The debates are over and most of the country, outside of the DC beltway, is glad to them come to close. Those who were hoping for another raucous round of debating as we saw in the second debate, were likely somewhat disappointed, or at the very least confused. While Romney tried throughout to sound tough, presidential and firm on his stances, he basically agreed with Obama time and time again. In terms of trying to prove why people should toss Obama out and vote him in, Romney failed to make the case.

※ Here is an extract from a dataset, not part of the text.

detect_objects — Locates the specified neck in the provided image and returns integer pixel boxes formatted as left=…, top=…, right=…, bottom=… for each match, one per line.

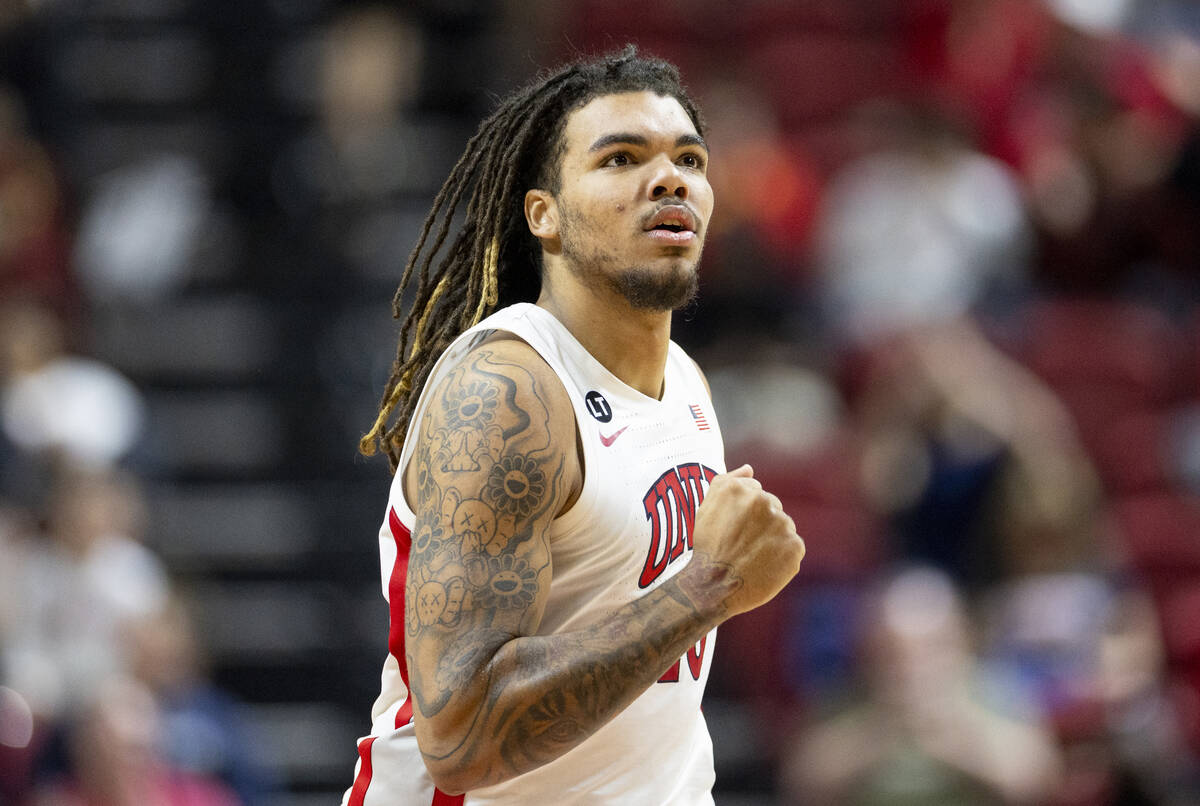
left=535, top=275, right=673, bottom=400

Overall I was keeping a rather loose score on each period of questioning and while some were easily a draw, others soundly went to Obama. He not only proved his positions were the same as Romney was now claiming to have (even though many were wildly different only a couple weeks ago), but he continually reminded the audience of what Romney said during the 18-month campaign. His “etch-a-sketch” meme was pulled out and put on full display and it played handily into Obama’s critique of Romney as an unsound and frivolous leader. Romney was never able to fully dissuade that impression tonight, even though he has before.

He just looked unsure of himself from the moment he sat down. He knew the attacks were going to come and someone in his campaign felt it was best not to retaliate after the horrible stumble in the second debate. They just sat there and took blow after blow and you could see the forced smile on Romney’s face become a plastic mask of agony.

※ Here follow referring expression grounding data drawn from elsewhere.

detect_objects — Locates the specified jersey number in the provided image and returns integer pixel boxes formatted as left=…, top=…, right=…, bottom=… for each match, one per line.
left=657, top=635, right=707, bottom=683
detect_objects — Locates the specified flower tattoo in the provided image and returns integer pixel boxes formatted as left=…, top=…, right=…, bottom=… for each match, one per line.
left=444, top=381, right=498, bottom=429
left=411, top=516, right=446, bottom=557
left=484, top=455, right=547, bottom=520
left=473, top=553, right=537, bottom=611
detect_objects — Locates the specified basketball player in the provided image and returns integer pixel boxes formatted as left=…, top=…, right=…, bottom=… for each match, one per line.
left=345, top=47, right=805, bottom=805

Let’s look at the points where they both agreed:
- Virtually identical positions on Syria (no troops on the ground, help the opposition without letting weapons get into radical hands)
- Promote women’s rights (obvious pandering from both sides to American women, but Obama has a much better track record here and overwhelming support in terms of the gender gap)

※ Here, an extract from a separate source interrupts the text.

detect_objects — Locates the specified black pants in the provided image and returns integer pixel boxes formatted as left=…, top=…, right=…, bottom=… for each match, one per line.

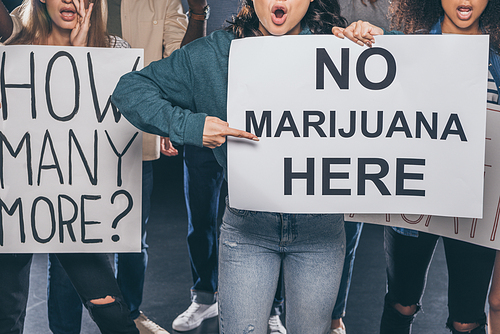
left=0, top=253, right=138, bottom=334
left=380, top=226, right=495, bottom=334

- Sanctions on Iran (Romney’s only difference is he said he would have started earlier, which Obama should have done when he wasn’t president?)
Sadly, in a debate that was touted to focus on foreign affairs, that’s about the full spectrum of what they discussed. Both candidates knew that right now the economy is still number one and a majority of the country doesn’t want to hear about what we plan to do overseas, but instead what we intend to do here. Each of them pivoted back to American shores as quickly as possible; in some cases by just refusing to answer the question in front of them.